The numbers speak for themselves. While diabetes receives approximately $1 billion in funding per year stateside, endometriosis? A paltry $7 million and it affects the same percentage of women. I cannot find such figures to compare with the UK, either because we don’t have the data, or we don’t have a significant enough spend to report.
But the funding gap here is real too – as is the gender pain gap and women being believed in doctors’ surgeries up and down the country.
And while more profile-raising of endo has happened in the UK over last few years – so that hopefully more women are diagnosed earlier and may have at least heard of the condition when the news breaks – the time is overdue for action and progress to find a cure, or at the very least, an effective set of targeted treatments.
The late Conservative MP Sir David Ames, who was killed while working in his constituency in October of last year by an IS fanatic, became an unexpected but very welcome endo campaigner and champion on this side of the pond. He was the founding chairman of the endometriosis All Party Parliamentary Group and pushed for the publication of an inquiry report which laid bare how bad the situation is for the estimated 1.5 million women living in the UK with the condition at the moment.
His compassionate and important work continues to this day – and while it’s crucial that women share experiences and help each other find the language to describe their symptoms – sharing is only going to get us so far.
Funding research which leads to medical breakthroughs is the only way genuine forward.
One of the most powerful scenes in Below The Belt happens in the first few minutes when a young nurse, Jenneh Rishe, one of the women seeking answers and help, is sat on her sofa concentrating on her breathing; breathing through bone-grinding pain. Her partner asks her if he should stop filming. Through gritted teeth, she replies: “No.”

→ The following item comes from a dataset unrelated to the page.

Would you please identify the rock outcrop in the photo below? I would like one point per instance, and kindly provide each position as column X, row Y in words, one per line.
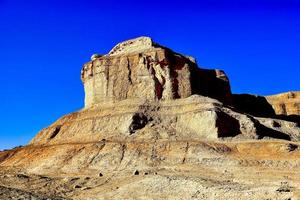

She knows people need to see this – or as much as you can see an invisible illness ripping through your body like knotweed, hurting everything it touches. Just as I will remember that bizarre funding fact, I will also remember that scene for the rest of my days. It was quietly revolutionary and radical in an understated way – making it all the more arresting and memorable.
It doesn’t need to be like this. Women’s symptoms differ but the hallmark of this disease is pain. We can’t go on like this. Yet right now, there still doesn’t seem to be another option.